In September 2011, analyst firm Yankee Group polled 75 Android developers in the US on the subject of piracy, and found 27% saying it’s a huge problem, and 26% saying it’s somewhat of a problem – meaning that 47% aren’t as fussed, presumably.
However, a third of developers questioned said they believed piracy had cost them more than $10,000 in revenue, while 32% noted that it increases their support costs for apps and games.
It’s important not to rush to conclusions on the subject of piracy, whatever media you’re talking about. Figuring out what proportion of illegal downloads represent lost sales (versus people who would have never bought the game) is notoriously tricky, for example.
Meanwhile, high piracy rates on Android do not mean it is impossible to make money as a games developer: in-app purchases and advertising offer revenue streams for free-to-play games, although as Apple has found out in recent days, IAP systems are targets for piracy too.
Even so, Google can’t afford to ignore the complaints of paid app developers about high piracy rates on Android. In fact, there’s already evidence that it is working to address the matter.

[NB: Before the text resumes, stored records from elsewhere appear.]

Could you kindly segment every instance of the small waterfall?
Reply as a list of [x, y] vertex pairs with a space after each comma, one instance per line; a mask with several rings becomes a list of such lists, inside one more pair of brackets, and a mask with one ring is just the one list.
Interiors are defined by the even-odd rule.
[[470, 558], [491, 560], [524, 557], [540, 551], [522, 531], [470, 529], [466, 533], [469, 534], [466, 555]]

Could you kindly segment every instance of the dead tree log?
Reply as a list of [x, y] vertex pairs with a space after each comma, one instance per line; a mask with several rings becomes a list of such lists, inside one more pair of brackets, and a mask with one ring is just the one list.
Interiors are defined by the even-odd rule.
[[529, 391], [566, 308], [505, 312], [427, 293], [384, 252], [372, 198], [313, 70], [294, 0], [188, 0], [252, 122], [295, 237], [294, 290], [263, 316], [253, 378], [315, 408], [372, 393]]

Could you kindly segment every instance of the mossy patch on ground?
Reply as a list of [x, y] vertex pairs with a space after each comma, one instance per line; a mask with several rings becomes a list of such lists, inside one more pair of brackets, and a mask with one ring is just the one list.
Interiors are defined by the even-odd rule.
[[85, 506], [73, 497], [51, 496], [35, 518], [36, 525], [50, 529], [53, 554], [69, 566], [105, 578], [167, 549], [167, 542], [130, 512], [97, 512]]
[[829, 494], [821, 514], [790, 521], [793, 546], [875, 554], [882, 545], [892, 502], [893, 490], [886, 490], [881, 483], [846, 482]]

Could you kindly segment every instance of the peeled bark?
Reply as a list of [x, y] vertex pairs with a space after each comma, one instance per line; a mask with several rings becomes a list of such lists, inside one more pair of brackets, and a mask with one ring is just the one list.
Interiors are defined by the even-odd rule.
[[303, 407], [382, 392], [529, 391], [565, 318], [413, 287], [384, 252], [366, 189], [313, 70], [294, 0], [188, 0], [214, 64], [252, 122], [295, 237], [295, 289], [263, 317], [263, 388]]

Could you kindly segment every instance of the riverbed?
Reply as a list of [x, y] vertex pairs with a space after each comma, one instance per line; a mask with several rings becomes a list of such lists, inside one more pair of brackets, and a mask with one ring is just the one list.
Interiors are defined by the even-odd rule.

A new feature in its Android Jelly Bean 4.1 software is app encryption, which the Android developers blog describes thus:
“From Jelly Bean and forward, paid apps in Google Play are encrypted with a device-specific key before they are delivered and stored on the device. We know you work hard building your apps. We work hard to protect your investment.”
Madfinger Games clearly hasn’t given up on Android – switching to a free-to-play model for Dead Trigger to see if it can make money that way.
But the company’s experience represents a challenge to Google: Android has huge scale, and the latest devices are more than capable of running impressive games. But anything that makes developers worry about getting a return on their investment – piracy included – means less of these games coming to Android.